Автор книги: Гилберт Кийт Честертон
Жанр:
Прочие детективы
сообщить о нарушении
Текущая страница: 3 (всего у книги 13 страниц)
– Да, стреляли, должно быть, издали, – покачивая головой, говорил Крейк, – но вряд ли можно так уж точно определить дальность полета индейской стрелы. Я помню случаи, когда стрела пролетала поразительно большое расстояние и попадала в цель точнее пули. Правда, в наше время трудно встретить вооруженного луком и стрелами индейца, а в наших краях и индейцев-то нет. Но если бы кто-нибудь из старых стрелков-индейцев вдруг оказался возле мертоновского дома и притаился с луком ярдах в трехстах от стены… я думаю, он сумел бы послать стрелу через стену и попасть в Мертона. В старое время мне случалось видеть и не такие чудеса.
– Я не сомневаюсь, – вежливо сказал священник, – что чудеса вам приходилось не только видеть, но и творить.
Старик Крейк хмыкнул.
– Что уж там ворошить старое, – помолчав, отрывисто буркнул он.
– Некоторым нравится ворошить старое, – сказал Браун. – Надеюсь, в вашем прошлом не было ничего такого, что дало бы повод для кривотолков в связи с этой историей.
– Как вас понять? – рявкнул Крейк и грозно повел глазами, впервые шевельнувшимися на его красном, деревянном лице, чем-то напоминавшем рукоятку томагавка.
– Вы так хорошо знакомы со всеми приемами и уловками краснокожих, медленно начал Браун.

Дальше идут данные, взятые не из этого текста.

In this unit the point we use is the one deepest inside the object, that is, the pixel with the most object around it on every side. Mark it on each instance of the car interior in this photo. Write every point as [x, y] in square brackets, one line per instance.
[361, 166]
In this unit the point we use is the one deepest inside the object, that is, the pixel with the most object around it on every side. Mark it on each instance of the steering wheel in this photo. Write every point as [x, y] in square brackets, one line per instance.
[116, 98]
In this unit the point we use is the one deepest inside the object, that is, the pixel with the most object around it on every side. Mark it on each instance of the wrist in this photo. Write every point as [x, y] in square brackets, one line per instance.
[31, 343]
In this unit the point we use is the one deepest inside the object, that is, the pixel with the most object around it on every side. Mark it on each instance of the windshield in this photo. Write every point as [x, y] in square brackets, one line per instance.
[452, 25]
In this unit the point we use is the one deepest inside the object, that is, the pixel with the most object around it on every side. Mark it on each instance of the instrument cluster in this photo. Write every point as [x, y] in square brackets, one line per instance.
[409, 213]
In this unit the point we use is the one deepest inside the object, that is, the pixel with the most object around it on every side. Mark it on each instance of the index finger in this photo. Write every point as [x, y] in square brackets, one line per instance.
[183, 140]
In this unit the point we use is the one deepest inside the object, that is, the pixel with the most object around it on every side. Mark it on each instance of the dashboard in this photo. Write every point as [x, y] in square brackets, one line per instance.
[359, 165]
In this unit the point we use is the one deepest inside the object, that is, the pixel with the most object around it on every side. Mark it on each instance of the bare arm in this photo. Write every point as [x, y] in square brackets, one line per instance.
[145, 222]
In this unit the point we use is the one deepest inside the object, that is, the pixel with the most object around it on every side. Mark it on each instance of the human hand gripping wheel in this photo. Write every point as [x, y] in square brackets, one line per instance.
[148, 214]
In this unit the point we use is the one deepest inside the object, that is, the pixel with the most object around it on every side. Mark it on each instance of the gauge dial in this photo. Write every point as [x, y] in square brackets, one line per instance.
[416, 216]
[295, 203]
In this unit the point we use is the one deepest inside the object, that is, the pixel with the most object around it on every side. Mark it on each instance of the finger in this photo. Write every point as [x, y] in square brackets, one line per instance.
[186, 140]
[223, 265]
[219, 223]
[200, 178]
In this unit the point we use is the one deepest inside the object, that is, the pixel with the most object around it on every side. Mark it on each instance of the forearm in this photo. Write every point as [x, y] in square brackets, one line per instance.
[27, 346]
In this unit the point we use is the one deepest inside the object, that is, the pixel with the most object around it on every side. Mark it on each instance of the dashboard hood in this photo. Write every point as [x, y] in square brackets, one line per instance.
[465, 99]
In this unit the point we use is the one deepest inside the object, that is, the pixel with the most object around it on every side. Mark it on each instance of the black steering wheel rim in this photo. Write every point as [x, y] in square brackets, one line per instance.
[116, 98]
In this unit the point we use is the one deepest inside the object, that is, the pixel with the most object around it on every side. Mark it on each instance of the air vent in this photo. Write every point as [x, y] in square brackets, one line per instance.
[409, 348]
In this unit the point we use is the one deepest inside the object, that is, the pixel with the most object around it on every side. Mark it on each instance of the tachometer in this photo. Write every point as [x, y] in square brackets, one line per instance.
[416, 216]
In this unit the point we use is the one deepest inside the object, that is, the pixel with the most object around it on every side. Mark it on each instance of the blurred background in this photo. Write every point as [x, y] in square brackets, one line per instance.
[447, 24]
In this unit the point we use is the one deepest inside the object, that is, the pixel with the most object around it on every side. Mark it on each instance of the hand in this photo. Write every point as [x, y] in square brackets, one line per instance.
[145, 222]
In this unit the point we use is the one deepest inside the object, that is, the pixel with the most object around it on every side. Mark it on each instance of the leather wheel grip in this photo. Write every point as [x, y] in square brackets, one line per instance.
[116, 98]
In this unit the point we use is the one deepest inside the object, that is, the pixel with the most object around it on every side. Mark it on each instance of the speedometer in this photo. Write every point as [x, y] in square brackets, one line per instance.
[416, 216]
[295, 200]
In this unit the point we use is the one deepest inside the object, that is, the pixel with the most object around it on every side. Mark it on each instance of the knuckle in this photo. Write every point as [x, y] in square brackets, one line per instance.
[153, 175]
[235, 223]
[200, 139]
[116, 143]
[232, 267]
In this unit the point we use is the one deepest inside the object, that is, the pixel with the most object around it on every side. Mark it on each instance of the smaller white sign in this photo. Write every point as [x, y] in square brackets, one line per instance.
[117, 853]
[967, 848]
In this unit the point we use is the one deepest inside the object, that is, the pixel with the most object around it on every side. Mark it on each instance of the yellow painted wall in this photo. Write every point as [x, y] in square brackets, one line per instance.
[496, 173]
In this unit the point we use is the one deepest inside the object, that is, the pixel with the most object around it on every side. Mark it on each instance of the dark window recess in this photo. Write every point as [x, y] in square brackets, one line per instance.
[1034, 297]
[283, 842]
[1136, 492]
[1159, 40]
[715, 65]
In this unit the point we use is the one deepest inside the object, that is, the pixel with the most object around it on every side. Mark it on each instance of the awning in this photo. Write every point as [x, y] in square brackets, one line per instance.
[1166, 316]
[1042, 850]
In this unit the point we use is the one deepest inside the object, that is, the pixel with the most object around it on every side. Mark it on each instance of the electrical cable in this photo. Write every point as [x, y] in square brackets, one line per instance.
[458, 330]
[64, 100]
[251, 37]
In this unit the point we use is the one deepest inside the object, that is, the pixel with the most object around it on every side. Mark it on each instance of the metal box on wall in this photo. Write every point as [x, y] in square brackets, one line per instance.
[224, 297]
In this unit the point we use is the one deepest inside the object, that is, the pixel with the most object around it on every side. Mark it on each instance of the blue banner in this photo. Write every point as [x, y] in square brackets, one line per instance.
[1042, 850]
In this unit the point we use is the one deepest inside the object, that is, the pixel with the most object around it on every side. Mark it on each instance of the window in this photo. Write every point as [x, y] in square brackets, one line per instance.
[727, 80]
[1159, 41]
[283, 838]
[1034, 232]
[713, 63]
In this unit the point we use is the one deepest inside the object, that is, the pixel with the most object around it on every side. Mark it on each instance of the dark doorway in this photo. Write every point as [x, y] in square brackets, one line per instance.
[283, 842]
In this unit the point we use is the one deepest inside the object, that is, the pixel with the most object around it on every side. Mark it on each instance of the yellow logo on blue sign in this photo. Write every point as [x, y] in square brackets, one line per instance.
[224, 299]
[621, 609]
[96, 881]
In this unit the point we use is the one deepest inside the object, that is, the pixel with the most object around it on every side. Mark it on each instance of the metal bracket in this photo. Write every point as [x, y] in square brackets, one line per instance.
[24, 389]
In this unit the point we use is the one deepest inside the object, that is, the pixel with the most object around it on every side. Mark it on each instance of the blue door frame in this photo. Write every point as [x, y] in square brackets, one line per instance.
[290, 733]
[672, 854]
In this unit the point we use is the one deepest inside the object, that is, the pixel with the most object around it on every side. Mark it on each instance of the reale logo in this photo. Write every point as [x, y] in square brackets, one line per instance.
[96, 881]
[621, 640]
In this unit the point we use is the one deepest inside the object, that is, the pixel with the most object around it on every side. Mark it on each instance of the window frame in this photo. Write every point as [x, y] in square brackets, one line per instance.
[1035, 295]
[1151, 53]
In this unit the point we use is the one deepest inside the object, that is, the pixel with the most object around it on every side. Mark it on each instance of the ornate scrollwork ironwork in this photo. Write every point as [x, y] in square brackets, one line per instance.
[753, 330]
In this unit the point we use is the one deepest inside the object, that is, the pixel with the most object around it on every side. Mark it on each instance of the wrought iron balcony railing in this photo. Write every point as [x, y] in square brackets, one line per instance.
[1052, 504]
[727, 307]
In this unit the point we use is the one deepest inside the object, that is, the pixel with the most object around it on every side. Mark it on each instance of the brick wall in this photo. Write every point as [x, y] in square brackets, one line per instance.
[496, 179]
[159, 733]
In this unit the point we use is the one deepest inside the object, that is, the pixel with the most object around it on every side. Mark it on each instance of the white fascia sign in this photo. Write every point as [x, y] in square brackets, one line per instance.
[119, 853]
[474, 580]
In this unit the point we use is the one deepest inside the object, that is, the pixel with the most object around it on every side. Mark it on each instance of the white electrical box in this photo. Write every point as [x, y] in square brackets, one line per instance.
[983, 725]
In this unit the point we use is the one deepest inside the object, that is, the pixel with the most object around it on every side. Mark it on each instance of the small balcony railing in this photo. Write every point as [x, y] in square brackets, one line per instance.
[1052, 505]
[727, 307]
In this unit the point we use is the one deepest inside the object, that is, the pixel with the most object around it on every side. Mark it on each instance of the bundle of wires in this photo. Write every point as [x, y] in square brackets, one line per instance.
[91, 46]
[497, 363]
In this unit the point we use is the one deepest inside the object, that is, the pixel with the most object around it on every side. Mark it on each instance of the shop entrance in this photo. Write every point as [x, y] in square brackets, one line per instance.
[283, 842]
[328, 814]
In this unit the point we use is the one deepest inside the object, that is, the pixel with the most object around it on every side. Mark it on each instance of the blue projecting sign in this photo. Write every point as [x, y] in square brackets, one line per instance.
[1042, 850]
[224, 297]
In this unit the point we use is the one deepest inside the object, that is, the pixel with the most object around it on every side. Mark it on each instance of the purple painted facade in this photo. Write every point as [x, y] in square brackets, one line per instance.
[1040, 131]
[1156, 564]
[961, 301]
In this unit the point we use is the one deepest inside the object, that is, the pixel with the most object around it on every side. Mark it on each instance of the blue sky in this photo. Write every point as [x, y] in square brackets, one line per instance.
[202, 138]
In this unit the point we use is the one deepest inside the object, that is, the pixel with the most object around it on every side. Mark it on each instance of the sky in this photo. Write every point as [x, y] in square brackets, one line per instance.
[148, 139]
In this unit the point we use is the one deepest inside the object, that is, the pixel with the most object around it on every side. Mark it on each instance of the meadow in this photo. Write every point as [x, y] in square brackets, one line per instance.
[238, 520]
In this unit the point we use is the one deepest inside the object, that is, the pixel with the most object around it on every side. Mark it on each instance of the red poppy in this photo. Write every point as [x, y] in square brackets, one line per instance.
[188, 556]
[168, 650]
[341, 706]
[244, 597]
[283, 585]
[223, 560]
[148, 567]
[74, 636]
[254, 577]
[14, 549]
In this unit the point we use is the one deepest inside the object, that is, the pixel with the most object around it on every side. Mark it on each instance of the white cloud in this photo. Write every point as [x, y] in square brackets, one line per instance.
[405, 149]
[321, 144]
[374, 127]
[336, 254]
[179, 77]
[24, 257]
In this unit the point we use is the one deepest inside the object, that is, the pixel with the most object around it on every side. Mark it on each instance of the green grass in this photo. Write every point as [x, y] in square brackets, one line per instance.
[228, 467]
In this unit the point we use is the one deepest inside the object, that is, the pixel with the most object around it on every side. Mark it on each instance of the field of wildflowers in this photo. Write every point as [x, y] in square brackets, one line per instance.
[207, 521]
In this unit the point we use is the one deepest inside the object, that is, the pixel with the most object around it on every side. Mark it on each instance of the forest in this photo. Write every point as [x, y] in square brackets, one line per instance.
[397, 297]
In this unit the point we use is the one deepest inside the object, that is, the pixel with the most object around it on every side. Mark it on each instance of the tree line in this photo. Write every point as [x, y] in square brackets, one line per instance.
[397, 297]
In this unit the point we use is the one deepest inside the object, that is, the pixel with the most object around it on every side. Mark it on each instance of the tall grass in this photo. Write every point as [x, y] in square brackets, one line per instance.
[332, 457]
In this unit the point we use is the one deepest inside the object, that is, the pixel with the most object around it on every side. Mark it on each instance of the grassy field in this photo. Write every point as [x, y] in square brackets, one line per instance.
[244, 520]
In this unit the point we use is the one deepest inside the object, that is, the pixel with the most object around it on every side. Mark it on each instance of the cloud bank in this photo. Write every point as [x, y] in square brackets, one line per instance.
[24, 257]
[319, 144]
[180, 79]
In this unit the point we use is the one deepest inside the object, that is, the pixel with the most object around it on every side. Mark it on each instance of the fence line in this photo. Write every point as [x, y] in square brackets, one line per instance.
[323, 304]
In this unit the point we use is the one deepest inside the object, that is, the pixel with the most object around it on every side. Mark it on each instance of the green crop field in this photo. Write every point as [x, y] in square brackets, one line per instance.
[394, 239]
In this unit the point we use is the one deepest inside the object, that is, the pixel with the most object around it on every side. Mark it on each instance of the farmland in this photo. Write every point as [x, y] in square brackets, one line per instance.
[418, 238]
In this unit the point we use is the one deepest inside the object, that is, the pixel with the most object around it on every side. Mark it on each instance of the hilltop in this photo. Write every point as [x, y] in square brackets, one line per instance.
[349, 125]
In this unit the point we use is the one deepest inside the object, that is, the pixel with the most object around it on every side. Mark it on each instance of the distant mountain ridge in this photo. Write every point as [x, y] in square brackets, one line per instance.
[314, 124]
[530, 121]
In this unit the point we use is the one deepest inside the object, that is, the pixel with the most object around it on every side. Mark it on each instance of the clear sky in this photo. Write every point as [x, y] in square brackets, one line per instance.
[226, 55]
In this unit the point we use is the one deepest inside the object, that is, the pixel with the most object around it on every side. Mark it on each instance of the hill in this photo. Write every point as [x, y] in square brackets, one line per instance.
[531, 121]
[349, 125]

Крейк, который до сих пор сидел, ссутулившись, чуть ли не съежившись, уткнувшись подбородком в свою причудливую трость, вдруг вскочил, сжимая ее, как дубинку, – ни дать ни взять, готовый ввязаться в драку бандит.
– Что? – спросил он хрипло. – Что за чертовщина? Вы смеете намекать, что я убил своего зятя?
Люди, сидевшие на скамейках, с любопытством наблюдали за спором низкорослого лысого крепыша, размахивающего диковинной палицей, и маленького человечка в черной сутане, застывшего в полной неподвижности, если не считать слегка помаргивающих глаз. Был момент, когда казалось, что воинственный крепыш с истинно индейской решительностью и хваткой уложит противника ударом по голове, и вдали уже замаячила внушительная фигура ирландца-полисмена. Но священник лишь спокойно сказал, словно отвечая на самый обычный вопрос:
– Я пришел к некоторым выводам, но не считаю необходимым ссылаться на них прежде, чем смогу объяснить все до конца.
Шаги ли приближающегося полисмена или взгляд священника утихомирили старого Гикори, но он сунул трость под мышку и, ворча, снова нахлобучил шляпу. Безмятежно пожелав ему всего наилучшего, священник не спеша вышел из парка и направился в некий отель, в общей гостиной которого он рассчитывал застать Уэйна. Молодой человек радостно вскочил, приветствуя Брауна. Он выглядел еще более измотанным, чем прежде казалось, его гнетет какая-то тревога; к тому же у Брауна возникло подозрение, что совсем недавно его юный друг пытался нарушить – увы, с несомненным успехом – последнюю поправку к американской конституции[4]4.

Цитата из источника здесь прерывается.